PRINCETON, NJ -- Gallup Poll Daily tracking encompassing Sunday, Monday, and Tuesday's interviewing shows Barack Obama retaining a six percentage point, 49% top 43%, lead over John McCain among registered voters.
This latest rolling average probably does not reflect much impact of the delayed opening of the Republican National Convention now underway in St. Paul, Minn. There was little convention activity Monday night due to Hurricane Gustav, and interviewing on Tuesday was, to a large degree, completed before the major prime time speeches at the convention were televised, particularly in the Midwest and Eastern portions of the country. A review of last week's tracking during the Democratic convention shows that Obama did not begin to show major gains until the tracking averages reported on Thursday, covering the first three nights of the Denver convention. So it is possible that any potential McCain convention bounce may not be evident for a few days.
More specifically, there appears to be a great deal of anticipation for the prime time debut of the Republican vice presidential nominee, Gov. Sarah Palin, on Wednesday night. It is possible that her speech could receive record ratings as Americans tune in to find out more about the woman who was largely unknown until last week and who has dominated news coverage since her selection last Friday. Then, of course, McCain himself makes his acceptance speech on Thursday night. The potential impact of the Palin and McCain speeches may not be seen in the tracking data until the weekend. (To view the complete trend since March 7, 2008, click here.) -- Frank Newport
(Click here to see how the race currently breaks down by demographic subgroup.)
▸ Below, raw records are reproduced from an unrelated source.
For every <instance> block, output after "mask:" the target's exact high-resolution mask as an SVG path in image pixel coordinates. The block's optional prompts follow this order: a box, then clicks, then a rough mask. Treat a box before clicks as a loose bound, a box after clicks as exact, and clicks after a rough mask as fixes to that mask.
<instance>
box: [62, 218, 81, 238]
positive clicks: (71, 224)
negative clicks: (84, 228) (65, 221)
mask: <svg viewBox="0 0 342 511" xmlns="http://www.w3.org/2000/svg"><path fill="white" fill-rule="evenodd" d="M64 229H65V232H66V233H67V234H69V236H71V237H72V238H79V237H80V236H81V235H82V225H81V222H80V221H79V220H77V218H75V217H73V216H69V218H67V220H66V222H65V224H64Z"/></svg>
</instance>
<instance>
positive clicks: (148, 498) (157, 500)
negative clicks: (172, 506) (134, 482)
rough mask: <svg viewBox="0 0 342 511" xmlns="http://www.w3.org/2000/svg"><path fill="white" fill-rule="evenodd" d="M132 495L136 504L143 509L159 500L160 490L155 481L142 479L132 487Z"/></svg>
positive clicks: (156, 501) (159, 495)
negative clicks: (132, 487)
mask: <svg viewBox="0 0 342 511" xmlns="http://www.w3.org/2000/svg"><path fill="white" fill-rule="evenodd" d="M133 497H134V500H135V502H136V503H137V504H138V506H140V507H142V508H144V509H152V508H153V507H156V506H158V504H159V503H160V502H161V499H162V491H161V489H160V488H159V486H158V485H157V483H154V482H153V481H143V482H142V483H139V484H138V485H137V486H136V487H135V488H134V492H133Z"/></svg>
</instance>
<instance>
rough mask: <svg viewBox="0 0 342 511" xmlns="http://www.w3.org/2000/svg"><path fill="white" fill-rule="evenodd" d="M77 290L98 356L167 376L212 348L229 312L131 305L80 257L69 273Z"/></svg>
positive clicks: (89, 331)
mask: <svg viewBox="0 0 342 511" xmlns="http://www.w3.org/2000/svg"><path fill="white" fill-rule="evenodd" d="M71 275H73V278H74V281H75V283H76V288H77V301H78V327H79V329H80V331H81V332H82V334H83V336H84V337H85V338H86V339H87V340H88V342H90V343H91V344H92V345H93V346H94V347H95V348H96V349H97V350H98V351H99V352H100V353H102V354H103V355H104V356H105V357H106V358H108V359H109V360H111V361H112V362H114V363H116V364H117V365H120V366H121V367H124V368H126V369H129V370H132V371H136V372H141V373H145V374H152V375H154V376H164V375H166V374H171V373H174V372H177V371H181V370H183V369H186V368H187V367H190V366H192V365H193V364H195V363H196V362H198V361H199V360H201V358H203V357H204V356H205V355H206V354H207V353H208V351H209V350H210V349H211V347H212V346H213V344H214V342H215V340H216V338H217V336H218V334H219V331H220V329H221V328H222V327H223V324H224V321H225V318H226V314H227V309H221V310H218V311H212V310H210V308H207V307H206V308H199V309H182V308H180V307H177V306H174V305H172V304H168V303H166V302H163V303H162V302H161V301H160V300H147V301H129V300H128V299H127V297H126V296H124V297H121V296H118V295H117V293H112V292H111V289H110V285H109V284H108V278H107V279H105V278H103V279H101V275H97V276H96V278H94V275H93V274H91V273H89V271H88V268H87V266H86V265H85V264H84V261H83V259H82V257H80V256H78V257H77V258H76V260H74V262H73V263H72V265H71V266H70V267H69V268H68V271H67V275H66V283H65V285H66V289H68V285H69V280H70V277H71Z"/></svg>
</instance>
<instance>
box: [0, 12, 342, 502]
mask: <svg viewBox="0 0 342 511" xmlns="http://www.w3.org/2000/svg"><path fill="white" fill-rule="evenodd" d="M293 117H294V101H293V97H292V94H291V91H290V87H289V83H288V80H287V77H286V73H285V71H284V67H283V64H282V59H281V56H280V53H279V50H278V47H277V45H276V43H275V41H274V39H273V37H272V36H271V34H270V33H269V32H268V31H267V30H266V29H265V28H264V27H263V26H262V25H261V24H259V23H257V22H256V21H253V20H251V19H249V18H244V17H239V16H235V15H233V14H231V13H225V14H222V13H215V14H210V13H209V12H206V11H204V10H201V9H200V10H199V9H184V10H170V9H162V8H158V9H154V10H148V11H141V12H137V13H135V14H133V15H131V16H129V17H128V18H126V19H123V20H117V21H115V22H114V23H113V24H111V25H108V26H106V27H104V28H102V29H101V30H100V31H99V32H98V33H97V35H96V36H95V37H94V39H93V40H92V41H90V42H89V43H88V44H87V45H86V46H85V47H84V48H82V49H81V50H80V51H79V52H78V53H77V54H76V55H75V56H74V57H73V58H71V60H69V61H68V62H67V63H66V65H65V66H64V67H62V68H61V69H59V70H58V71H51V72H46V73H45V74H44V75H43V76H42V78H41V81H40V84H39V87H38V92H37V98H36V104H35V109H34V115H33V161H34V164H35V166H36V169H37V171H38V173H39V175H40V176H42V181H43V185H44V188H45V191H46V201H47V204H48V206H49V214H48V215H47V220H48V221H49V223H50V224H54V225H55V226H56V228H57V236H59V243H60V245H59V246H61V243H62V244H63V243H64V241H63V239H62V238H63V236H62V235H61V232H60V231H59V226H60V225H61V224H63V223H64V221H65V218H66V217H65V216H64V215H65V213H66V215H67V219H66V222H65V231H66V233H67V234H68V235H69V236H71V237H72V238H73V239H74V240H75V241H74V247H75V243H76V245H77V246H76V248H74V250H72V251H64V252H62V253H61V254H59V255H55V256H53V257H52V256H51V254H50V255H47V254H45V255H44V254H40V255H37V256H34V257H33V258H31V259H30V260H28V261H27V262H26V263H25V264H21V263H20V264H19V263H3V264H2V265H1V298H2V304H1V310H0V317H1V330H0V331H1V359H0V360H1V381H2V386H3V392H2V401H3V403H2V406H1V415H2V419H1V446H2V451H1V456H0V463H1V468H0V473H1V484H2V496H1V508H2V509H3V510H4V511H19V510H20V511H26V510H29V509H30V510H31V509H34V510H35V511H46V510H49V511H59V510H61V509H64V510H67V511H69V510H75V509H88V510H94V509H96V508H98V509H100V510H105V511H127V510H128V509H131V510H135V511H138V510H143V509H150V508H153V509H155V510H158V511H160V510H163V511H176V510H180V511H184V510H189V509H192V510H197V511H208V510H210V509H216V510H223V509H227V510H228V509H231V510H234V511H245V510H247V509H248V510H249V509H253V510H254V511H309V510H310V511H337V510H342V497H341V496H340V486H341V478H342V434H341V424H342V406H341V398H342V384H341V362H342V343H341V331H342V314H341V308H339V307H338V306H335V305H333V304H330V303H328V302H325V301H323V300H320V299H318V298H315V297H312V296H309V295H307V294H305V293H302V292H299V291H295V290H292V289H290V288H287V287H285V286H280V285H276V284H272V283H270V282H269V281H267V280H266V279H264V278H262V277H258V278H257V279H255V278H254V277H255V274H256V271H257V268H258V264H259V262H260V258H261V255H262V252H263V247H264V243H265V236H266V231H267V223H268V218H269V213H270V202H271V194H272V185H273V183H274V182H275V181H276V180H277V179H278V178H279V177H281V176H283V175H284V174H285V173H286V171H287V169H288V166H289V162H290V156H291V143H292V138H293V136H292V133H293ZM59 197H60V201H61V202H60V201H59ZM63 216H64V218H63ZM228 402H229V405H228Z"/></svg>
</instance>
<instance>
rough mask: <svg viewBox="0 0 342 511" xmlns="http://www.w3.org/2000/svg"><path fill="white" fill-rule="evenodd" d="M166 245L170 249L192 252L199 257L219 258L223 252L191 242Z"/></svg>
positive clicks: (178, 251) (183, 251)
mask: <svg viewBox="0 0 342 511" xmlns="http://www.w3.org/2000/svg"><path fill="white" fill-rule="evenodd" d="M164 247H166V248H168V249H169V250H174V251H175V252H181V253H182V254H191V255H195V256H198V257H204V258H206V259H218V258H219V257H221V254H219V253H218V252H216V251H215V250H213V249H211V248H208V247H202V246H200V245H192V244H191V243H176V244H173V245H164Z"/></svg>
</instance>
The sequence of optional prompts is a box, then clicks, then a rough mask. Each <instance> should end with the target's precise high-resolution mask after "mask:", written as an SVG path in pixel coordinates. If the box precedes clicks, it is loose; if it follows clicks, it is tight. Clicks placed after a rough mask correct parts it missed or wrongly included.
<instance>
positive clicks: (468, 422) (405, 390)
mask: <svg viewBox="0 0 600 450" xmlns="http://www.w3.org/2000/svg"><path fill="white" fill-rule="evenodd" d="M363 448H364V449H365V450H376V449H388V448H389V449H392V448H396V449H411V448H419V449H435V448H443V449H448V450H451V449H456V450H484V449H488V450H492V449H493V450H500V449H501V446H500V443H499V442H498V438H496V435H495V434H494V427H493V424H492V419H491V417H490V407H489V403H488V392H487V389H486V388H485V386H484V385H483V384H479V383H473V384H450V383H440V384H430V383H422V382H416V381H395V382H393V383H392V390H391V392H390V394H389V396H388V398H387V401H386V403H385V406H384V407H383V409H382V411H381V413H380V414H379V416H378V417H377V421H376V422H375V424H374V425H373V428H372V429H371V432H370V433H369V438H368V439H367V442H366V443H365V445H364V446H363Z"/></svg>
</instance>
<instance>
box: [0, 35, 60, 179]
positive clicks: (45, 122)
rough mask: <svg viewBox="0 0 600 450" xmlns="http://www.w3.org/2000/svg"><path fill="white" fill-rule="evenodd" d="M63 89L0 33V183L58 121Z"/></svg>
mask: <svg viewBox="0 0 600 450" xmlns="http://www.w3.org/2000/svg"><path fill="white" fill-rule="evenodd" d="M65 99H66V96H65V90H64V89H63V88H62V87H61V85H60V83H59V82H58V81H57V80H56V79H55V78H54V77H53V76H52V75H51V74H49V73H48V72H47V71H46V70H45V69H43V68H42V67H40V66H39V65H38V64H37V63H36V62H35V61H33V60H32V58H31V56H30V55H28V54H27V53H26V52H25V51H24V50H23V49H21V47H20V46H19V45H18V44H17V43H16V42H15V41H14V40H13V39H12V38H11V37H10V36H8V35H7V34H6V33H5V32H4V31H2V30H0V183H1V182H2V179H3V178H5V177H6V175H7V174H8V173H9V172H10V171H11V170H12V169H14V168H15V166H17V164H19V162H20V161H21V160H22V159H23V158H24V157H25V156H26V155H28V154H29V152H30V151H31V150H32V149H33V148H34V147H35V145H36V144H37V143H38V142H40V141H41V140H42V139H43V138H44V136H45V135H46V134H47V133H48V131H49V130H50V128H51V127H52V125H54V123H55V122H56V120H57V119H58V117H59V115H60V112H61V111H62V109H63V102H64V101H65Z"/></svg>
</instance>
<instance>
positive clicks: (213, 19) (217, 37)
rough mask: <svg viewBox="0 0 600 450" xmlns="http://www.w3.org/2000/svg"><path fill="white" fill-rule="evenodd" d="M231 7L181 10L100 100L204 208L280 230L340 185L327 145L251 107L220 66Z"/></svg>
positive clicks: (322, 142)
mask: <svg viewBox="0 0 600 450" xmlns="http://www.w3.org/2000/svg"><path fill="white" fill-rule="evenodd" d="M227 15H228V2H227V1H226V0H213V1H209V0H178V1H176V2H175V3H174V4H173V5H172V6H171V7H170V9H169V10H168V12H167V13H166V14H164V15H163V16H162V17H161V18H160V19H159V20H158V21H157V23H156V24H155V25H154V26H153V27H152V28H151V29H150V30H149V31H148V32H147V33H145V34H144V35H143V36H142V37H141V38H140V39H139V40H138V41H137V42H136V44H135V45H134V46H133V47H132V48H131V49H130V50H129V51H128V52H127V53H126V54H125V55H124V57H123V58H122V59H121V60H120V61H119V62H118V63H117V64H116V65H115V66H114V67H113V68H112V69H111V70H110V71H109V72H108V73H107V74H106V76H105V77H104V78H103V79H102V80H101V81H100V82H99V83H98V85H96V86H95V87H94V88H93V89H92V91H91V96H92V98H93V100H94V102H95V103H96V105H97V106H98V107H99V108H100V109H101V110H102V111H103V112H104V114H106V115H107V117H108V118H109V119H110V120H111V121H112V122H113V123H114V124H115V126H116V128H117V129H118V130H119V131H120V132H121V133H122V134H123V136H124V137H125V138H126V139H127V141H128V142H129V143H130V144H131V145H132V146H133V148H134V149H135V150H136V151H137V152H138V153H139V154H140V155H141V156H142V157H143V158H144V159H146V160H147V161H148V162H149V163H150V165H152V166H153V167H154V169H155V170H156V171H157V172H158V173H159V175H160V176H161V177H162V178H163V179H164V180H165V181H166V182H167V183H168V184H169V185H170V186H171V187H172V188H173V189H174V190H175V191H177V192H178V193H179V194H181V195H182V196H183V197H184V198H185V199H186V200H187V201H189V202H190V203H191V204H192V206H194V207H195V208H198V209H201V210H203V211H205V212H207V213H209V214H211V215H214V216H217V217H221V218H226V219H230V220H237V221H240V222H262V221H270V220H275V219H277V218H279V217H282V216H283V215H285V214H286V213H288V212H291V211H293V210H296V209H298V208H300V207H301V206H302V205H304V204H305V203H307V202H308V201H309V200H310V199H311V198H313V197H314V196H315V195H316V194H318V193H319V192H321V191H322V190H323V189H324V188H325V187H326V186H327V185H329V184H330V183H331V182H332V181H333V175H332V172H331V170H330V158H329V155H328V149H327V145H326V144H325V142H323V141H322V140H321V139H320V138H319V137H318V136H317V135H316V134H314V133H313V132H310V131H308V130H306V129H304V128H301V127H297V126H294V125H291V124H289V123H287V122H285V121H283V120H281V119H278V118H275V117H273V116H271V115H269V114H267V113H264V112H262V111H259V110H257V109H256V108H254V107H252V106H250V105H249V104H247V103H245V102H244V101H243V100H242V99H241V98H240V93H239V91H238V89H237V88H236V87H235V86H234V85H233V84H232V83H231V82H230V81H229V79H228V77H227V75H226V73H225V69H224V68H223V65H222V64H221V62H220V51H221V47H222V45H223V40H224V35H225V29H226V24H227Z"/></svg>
For the Gallup Poll Daily tracking survey, Gallup is interviewing no fewer than 1,000 U.S. adults nationwide each day during 2008.
The general-election results are based on combined data from Aug. 31-Sept. 2, 2008. For results based on this sample of 2,767 registered voters, the maximum margin of sampling error is ±2 percentage points.
Interviews are conducted with respondents on land-line telephones (for respondents with a land-line telephone) and cellular phones (for respondents who are cell-phone only).
In addition to sampling error, question wording and practical difficulties in conducting surveys can introduce error or bias into the findings of public opinion polls.